While companies plan new equipment for the longer term, they must also grapple with wild swings in spot market electricity prices because of the growth of wind and solar power.
Prices increasingly fall below zero at particularly windy and sunny times as there is limited cable capacity to move power to where it is needed. Traders say some factories are trying to find ways to adjust their output to take advantage of the sub-zero rates and avoid the spikes.
The extent to which companies are doing this is limited but impactful, according to Franceschino. “If you can shift 1 per cent of your production when prices are negative compared to paying €1,000, that’s a huge saving,” he said.


Grimm said businesses like Thyssenkrupp Steel needed “to find the right operational spots where energy costs are lower than at other times. This is something where, as the steel industry, you have to change your thinking.”
Shifting to greener electricity is far from the only challenge ahead. The company in March had to pause a tender for “green” hydrogen, made by passing electricity through water, because of high prices as the market for the gas struggles to take off.
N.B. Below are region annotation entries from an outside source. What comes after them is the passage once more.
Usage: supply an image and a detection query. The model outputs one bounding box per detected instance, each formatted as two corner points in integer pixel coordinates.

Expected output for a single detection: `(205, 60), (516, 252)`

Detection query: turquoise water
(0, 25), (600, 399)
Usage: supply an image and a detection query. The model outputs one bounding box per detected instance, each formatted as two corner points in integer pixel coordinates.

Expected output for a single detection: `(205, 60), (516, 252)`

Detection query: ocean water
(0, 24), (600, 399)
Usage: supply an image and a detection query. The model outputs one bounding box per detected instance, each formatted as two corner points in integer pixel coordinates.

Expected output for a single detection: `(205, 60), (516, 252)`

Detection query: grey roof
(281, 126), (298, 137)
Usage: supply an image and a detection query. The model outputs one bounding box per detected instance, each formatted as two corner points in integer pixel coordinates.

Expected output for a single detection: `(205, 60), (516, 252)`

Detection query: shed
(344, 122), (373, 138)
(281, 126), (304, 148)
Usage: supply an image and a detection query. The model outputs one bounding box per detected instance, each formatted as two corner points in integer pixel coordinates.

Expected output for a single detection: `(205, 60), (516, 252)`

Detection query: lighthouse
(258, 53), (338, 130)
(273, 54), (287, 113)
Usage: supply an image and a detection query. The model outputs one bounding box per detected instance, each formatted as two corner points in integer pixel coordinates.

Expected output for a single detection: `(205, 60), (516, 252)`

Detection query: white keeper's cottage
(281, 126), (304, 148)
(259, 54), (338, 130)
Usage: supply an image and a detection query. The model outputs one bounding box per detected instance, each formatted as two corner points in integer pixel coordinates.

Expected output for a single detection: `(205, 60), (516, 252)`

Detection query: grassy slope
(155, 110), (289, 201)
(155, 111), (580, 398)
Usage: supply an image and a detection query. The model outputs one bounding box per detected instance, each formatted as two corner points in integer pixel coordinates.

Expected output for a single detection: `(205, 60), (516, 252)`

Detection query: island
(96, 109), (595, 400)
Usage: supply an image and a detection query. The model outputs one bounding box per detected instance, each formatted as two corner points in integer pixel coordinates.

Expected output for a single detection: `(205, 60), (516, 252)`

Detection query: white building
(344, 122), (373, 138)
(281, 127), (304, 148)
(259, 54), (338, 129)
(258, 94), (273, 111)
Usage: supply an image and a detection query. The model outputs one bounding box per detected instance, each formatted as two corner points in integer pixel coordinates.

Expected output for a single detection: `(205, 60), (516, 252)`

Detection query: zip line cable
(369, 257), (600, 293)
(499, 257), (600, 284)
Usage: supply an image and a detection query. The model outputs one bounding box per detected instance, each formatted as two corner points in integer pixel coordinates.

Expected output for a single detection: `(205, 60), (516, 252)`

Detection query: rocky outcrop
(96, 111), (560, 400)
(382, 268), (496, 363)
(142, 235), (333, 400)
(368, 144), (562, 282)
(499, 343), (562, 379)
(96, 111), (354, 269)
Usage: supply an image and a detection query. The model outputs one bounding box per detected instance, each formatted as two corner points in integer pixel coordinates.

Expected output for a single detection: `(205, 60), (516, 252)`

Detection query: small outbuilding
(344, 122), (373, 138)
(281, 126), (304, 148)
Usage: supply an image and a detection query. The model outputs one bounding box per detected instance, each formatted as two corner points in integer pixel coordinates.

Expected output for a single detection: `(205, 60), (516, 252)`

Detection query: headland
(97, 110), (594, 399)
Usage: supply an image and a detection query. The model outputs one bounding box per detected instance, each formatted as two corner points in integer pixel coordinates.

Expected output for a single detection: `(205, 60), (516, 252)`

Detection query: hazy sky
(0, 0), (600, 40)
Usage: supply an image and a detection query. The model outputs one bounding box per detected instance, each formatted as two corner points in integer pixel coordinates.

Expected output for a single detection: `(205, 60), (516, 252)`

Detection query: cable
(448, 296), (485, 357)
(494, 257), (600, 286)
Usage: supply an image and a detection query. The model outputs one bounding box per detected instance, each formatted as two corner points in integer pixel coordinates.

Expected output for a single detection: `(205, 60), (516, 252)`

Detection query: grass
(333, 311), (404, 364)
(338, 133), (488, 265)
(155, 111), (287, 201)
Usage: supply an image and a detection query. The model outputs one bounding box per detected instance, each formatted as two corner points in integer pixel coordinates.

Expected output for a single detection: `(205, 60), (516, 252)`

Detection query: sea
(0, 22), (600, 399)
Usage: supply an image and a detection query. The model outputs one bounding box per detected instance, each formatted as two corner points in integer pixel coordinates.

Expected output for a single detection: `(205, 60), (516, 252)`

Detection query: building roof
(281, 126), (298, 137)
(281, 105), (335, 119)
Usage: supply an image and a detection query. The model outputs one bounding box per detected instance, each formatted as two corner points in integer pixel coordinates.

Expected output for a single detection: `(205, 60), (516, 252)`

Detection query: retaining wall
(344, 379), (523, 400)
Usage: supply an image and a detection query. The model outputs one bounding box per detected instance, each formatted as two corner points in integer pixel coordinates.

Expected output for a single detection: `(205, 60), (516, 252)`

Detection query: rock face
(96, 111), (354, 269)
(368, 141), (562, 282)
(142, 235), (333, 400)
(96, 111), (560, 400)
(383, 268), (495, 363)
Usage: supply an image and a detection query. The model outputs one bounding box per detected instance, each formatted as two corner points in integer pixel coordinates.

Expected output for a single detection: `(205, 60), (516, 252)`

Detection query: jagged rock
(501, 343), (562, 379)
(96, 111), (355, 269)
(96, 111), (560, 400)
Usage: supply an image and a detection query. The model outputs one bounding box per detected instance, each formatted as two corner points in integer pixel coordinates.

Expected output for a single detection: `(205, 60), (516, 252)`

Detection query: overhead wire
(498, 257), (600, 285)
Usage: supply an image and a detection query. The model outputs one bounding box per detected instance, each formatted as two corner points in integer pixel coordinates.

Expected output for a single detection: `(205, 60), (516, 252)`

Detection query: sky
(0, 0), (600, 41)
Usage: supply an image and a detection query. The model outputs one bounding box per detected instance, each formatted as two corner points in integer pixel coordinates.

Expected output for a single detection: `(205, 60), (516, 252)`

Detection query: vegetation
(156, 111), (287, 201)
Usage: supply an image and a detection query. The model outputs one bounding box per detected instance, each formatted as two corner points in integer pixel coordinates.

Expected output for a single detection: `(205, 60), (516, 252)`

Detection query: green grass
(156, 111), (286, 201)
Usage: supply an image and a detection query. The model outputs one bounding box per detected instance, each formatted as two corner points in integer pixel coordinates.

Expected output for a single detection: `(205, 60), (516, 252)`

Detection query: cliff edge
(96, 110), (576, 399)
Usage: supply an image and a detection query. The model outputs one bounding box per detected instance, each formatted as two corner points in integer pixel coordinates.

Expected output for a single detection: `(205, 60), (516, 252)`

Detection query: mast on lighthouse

As well as at Duisburg, it is also interested in using hydrogen instead of natural gas inside the furnaces at Hohenlimburg that heat steel bar, which account for the vast majority of the total energy use at the site.
Thyssenkrupp said it would discuss the situation with the German and EU governments with a view to using the gas as soon as “technically and economically feasible”. It added it could use hydrogen in place of natural gas at Duisburg and still cut emissions compared with coal.
Germany’s energy department acknowledged that high electricity costs were denting competitiveness, and said it was working to lower energy prices as well as develop a hydrogen economy.
Despite the challenges, the company said it was determined to stay the course. “All of us are committed to carbon neutrality — there is no other view on that,” says Grimm.